There's something different about Merrill Healy.
After his nearly five years in the Marines and a seven-month deployment to Afghanistan, Healy's friends and family could see a change in the Oak Forest native and 2005 graduate of Oak Forest High School.
"Ask anybody," said his cousin and fellow Marine Russ Hittinger, "They could tell he's grown up."
On Sunday, Sept. 4, 23-year-old Healy graciously accepted the well wishes and welcoming cheers of a crowd of family, friends and local veterans groups outside Blarney Stone Pub in Oak Forest.
Healy appeared flustered and humbled by the homecoming celebration, which was planned by Soldiers Guardian Angels.
"By no means am I worthy of this," Healy told the crowd after a motorcycle escort lead him to the pub. "I would feel remiss if I didn't make mention of those guys out there that aren't coming home to see stuff like this. And those guys out there that are coming home, but are a little banged up. Wow. Just ... wow."
Hittinger, who will retire from the Marines in October after 23 years of service and traveled from New York for the homecoming, noticed Healy's humility.
"This is definitely a big day for him," Hittinger said. "I can tell he's been overwhelmed with the moment."
Healy was a team member of the Radio Battalion. The battalion consists of linguists and signal analysts who identify enemy activity. If they confirm hostile intentions, they pass it onto the unit they are supporting; that unit takes action as required. Radio Battalions consist mainly of signals intelligence and electronic intelligence operators organized into smaller tactical units with different roles. Healy is fluent in Arabic and the Afghani tribal language Pashto.
For his grandmother Lorie Wilson, Healy's homecoming was a weight lifted.
"It's a long seven months of worrying and wondering," she said.
Wilson greeted Healy earlier in the weekend, during a more private family gathering.
"I gave him a big hug, and realized we got him home safe and sound," she said.
Healy's aunt and uncle, Bev and John Huiner, had a son, Healy's cousin, return from Afghanistan.
"We know the feeling," Bev Huiner said. "There's so much more pride. They embrace the soldiers. These guys choose to do this, they're not drafted. You've got to give them credit for doing this."

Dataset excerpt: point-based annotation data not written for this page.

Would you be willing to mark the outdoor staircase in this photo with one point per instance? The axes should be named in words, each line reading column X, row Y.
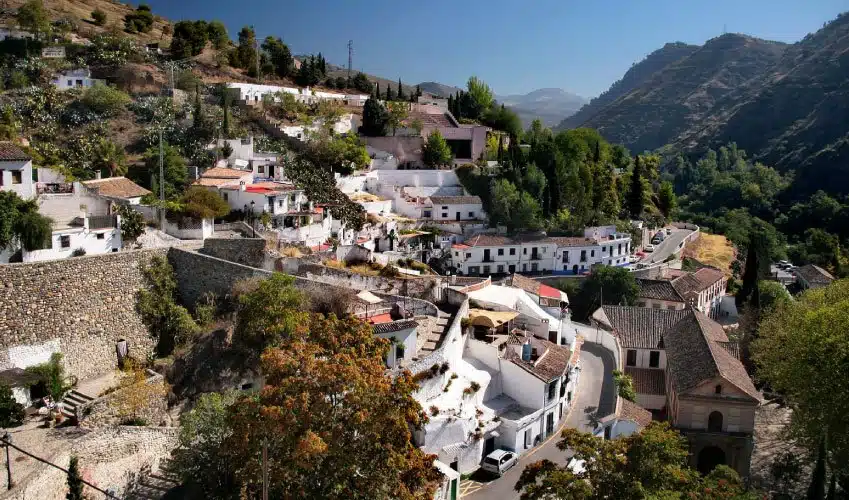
column 71, row 401
column 154, row 485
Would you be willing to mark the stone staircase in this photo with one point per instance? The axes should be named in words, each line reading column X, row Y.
column 154, row 485
column 71, row 401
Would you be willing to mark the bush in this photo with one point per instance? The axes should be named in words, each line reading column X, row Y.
column 99, row 17
column 104, row 100
column 11, row 412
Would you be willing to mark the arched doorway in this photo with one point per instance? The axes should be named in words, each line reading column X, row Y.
column 715, row 421
column 709, row 458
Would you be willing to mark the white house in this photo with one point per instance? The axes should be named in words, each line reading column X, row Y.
column 74, row 79
column 16, row 171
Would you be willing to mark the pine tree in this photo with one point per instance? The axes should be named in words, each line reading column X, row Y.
column 75, row 483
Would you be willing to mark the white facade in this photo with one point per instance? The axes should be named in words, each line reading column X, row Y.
column 16, row 176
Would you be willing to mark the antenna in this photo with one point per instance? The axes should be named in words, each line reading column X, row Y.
column 350, row 59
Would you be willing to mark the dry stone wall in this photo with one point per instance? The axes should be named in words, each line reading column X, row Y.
column 79, row 307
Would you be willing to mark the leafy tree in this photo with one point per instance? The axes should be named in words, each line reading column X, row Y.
column 435, row 152
column 649, row 464
column 332, row 370
column 11, row 412
column 75, row 483
column 132, row 223
column 375, row 119
column 99, row 17
column 104, row 100
column 33, row 17
column 269, row 314
column 168, row 322
column 806, row 369
column 667, row 203
column 217, row 34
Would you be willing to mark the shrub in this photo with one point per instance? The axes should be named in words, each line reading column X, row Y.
column 11, row 412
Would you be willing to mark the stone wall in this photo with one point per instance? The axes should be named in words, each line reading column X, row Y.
column 79, row 307
column 110, row 458
column 247, row 251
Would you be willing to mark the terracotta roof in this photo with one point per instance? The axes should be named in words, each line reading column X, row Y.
column 224, row 173
column 11, row 152
column 648, row 380
column 658, row 290
column 815, row 276
column 116, row 187
column 632, row 411
column 455, row 200
column 394, row 326
column 639, row 327
column 551, row 363
column 698, row 281
column 695, row 354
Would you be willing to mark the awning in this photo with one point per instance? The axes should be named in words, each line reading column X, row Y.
column 368, row 297
column 490, row 319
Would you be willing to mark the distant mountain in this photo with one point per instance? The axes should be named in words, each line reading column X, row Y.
column 549, row 105
column 439, row 89
column 636, row 76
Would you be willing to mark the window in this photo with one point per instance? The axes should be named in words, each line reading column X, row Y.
column 654, row 359
column 631, row 358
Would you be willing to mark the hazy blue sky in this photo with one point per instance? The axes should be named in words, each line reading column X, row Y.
column 515, row 46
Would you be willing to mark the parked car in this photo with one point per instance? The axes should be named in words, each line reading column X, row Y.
column 500, row 461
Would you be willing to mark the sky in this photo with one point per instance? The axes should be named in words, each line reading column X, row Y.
column 515, row 46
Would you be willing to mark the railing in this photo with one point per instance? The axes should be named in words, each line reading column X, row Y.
column 102, row 221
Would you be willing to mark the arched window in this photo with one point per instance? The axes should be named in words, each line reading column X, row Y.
column 715, row 421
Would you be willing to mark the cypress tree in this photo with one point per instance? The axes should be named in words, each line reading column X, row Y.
column 75, row 484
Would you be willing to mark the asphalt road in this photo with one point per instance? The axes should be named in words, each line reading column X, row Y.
column 667, row 247
column 595, row 392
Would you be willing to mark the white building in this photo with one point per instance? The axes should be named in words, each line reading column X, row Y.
column 74, row 79
column 16, row 171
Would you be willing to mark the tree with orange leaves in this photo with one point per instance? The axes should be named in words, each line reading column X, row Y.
column 335, row 424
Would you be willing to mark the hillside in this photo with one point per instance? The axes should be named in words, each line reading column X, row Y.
column 636, row 76
column 549, row 105
column 687, row 93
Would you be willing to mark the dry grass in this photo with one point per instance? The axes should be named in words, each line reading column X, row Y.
column 712, row 249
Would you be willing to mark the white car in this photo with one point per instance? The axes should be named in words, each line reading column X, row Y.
column 499, row 461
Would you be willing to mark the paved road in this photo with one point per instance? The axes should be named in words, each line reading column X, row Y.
column 667, row 247
column 595, row 390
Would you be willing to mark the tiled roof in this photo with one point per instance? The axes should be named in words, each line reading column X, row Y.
column 116, row 187
column 551, row 363
column 11, row 152
column 658, row 290
column 639, row 327
column 634, row 412
column 455, row 200
column 814, row 275
column 395, row 326
column 695, row 354
column 698, row 281
column 648, row 380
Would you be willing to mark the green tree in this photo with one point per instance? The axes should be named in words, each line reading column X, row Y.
column 99, row 17
column 667, row 203
column 75, row 483
column 33, row 17
column 806, row 369
column 435, row 152
column 375, row 119
column 11, row 412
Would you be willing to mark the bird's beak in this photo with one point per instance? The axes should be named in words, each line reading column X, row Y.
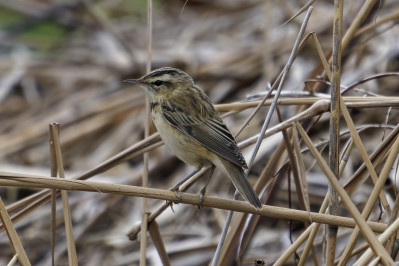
column 132, row 81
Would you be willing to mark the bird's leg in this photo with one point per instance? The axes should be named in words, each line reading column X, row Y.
column 176, row 187
column 203, row 190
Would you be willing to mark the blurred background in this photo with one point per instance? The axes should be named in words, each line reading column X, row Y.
column 64, row 61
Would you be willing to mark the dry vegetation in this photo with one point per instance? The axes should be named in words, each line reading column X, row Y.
column 64, row 63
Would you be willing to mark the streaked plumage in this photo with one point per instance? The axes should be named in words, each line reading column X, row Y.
column 191, row 127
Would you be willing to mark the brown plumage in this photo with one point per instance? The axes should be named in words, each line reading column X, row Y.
column 191, row 127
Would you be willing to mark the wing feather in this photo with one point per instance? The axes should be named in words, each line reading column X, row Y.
column 210, row 132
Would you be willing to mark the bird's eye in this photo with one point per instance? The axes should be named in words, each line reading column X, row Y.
column 158, row 83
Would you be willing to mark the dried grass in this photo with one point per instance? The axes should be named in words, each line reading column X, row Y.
column 233, row 50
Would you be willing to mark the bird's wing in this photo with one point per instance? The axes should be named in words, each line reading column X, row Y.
column 211, row 132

Healy recently re-enlisted for another five years.
"It suits me well," he said. "I had a great experience out there, my guys helped me out a lot. I never would have thought I'd be where I am today. It unlocks so many doors."
Hittinger said he wouldn't have missed the event, and a chance to recognize Healy.
"He's been doing an excellent job in the Marines," Hittinger said. He's proud to have another Marine in the family.
"The Marine Corps is a generational organization. Old guys like me, it's our job to train young guys like him. It's our responsibility to turn the Marine Corps over to young guys like him. We take that responsibility very seriously."
His mother Barb Huiner stood among a crowd of his biggest fans Sunday.
"I am so proud to be his mother," she said. "I'm so proud of his choices, and I support him."
Healy was quick to call to mind those who might not experience the rush of a motorcycle, police and fire escort down the streets of their hometown.
"But as we progress throughout the day, and whenever you get time, throughout the week stop and think," Healy said. "Sometimes we forget about what's really going on over there. Just remember those families and those dudes that aren't coming home ... Keep them in your minds, in your prayers and their families, as well."